In an initial speech production task without formant shift perturbation, two groups of participants spoke for 30 minutes with either short or long feedback delays (75 ms or 115 ms total delay for the Habituation Short-Delay Group and the Habituation Long-Delay Group, respectively). Participants in both groups showed strong evidence of habituating to the delay, judging the feedback delay to get gradually shorter throughout this 30-minute Delay Exposure task and to have almost entirely disappeared by the end of the speaking block. In the subsequent Auditory-Motor Adaptation task, the subjects from these two groups remained perceptually habituated to the delay while a formant-shift perturbation was also incrementally added to the auditory feedback signal. Interestingly, these two delay-habituated groups showed no benefit at all in adapting to the formant-shift perturbation as compared with two other, non-habituated groups who had not been previously exposed to the 75 or 115 ms feedback delays that they experienced during the adaptation task. Thus, although we found that perceptual habituation does occur for feedback delays in speech production, we found no evidence for a facilitating effect of such habituation on speech auditory-motor adaptation to a formant-shift perturbation in the presence of feedback delays. All four subject groups that completed the formant-shift adaptation task with a feedback delay (two habituated groups and two non-habituated groups) showed only 40-50% of the extent of adaptation seen in the Control Group that completed both the initial 30-minute speaking block and the subsequent adaptation task without any delay added to the auditory feedback. Thus, findings related to the overall extent of adaptation do again confirm that even relatively short feedback delays have substantial detrimental effects on speech auditory-motor adaptation.
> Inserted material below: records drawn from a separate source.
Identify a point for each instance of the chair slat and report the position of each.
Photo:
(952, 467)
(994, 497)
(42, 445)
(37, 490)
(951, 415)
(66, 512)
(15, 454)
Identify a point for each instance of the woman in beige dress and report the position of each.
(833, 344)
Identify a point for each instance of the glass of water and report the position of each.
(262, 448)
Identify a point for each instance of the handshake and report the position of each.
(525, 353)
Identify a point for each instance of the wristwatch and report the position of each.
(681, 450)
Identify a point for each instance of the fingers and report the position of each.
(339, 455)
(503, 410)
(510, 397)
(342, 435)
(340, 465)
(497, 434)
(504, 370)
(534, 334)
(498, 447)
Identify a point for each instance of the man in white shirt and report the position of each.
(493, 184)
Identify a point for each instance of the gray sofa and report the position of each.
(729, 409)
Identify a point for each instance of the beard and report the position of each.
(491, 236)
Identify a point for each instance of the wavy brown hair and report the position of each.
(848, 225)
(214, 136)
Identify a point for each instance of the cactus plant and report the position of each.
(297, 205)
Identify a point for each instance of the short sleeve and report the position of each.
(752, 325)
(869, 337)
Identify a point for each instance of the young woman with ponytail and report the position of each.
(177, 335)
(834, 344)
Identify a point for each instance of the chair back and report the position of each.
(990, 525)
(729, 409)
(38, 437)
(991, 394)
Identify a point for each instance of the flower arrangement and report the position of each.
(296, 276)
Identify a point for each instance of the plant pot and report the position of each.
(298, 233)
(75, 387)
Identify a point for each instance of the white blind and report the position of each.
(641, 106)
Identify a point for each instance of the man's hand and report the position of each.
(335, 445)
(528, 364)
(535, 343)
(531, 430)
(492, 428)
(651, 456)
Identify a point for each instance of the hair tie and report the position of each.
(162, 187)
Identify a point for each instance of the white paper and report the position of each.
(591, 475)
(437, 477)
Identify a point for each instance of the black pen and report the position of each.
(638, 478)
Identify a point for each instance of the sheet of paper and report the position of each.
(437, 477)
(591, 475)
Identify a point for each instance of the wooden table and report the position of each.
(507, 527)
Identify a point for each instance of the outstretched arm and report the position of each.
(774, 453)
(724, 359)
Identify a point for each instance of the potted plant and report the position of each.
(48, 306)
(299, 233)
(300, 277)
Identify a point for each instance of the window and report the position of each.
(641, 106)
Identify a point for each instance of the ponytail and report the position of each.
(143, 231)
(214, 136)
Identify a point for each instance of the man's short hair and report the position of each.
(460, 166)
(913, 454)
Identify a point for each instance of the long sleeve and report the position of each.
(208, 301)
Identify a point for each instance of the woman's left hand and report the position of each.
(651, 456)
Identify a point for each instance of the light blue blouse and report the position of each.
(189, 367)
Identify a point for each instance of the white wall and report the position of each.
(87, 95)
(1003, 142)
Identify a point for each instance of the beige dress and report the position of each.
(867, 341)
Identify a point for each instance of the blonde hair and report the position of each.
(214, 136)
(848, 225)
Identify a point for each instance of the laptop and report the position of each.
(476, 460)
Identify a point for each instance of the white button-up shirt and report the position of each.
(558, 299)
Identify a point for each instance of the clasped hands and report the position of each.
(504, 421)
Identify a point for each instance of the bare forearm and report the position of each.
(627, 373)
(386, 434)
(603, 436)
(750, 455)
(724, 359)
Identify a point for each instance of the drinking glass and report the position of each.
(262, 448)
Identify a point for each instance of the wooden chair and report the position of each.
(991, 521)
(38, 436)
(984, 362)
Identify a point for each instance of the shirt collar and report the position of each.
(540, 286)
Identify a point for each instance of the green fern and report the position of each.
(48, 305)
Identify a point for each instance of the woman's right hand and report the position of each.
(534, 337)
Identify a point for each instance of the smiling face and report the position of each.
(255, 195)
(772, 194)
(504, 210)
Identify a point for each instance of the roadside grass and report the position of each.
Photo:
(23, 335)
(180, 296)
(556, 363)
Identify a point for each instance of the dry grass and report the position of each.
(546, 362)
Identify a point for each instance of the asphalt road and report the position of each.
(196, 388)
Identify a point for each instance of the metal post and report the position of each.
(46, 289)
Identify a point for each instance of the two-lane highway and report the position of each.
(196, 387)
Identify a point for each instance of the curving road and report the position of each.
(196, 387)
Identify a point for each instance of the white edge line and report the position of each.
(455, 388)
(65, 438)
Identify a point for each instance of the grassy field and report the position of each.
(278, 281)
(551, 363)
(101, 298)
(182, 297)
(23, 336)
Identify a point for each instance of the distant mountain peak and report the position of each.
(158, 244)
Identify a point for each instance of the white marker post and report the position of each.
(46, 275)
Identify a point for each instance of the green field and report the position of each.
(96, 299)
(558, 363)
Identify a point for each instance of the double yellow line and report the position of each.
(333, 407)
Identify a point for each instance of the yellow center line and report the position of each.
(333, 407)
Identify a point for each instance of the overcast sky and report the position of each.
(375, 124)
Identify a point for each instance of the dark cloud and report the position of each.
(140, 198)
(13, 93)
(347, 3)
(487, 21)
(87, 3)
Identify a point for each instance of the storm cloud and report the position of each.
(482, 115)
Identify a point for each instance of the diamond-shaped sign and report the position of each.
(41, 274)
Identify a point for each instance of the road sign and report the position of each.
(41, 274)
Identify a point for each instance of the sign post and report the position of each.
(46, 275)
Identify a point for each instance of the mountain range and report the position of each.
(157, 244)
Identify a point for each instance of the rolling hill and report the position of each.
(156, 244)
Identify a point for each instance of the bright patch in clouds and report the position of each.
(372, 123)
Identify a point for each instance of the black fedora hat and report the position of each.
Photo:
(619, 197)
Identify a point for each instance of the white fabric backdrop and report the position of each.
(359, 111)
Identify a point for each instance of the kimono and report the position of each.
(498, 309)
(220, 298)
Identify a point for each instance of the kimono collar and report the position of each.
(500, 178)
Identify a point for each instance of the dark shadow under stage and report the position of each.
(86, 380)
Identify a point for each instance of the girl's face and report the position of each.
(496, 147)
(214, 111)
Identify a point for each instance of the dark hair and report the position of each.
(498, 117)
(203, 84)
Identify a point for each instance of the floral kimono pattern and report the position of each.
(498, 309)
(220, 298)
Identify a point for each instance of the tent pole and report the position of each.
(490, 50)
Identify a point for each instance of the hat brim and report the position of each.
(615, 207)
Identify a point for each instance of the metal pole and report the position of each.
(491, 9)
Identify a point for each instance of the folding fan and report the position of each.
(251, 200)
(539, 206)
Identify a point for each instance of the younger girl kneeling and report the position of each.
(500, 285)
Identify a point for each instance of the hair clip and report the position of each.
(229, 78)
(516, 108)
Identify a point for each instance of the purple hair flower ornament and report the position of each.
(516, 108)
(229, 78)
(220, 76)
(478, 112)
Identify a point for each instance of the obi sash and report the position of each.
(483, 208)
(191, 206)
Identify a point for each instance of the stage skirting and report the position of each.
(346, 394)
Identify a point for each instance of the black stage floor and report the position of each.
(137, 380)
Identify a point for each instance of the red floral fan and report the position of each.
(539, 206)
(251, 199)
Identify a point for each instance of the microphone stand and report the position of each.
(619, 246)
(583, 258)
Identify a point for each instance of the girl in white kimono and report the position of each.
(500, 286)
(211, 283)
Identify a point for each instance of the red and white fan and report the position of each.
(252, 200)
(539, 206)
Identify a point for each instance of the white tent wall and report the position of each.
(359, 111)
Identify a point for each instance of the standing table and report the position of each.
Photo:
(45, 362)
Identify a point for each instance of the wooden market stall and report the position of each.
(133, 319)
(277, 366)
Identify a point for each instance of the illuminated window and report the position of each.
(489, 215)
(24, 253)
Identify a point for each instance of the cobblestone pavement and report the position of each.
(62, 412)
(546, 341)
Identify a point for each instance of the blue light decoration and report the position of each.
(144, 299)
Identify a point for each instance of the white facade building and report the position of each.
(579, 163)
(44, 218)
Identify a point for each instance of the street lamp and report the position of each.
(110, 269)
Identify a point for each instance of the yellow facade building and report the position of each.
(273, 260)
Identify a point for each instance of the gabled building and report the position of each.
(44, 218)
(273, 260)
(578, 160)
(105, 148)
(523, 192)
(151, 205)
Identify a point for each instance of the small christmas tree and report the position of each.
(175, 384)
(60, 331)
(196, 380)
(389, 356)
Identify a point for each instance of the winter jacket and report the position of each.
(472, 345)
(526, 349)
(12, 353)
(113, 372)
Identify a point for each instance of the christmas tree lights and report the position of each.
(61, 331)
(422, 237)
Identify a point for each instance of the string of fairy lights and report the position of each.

It is worth noting that, although delays did have this negative effect on adaptation, the final extent of adaptation achieved by the two 75 ms delay groups as well as the two 115 ms delay groups was larger than that observed in two previous formant perturbation studies with 100 ms delay (Max & Maffett 2015; Mitsuya et al. 2017). Thus, the detrimental effect of auditory feedback delay on speech auditory-motor adaptation was less severe here than in previous studies. The reasons for this finding are unclear, but one major methodological difference is that only the participants from the present study first completed a separate block of 30 minutes of speaking before starting the adaptation task, with the exact same instrumentation used for routing auditory feedback in both tasks (recall that the initial speaking task for all participants served to create separate groups that had or had not habituated to the feedback delay, but no formant perturbation was present for any of the groups). Consequently, the extra half hour of speaking in this set-up may have helped participants with getting used to the different sound quality associated with hearing their own speech through insert earphones as opposed to free field air conduction and bone conduction as in typical daily-life speaking conditions. The prior acoustic familiarization, in turn, may have resulted in the neural control system being more sensitive to additional auditory error caused by the subsequent formant perturbation. This interpretation is supported by the present study’s finding that the Control Group also showed a final extent of adaptation that is larger (close to 50% of the implemented formant perturbation) than that typically observed in speech production experiments with formant shift perturbations.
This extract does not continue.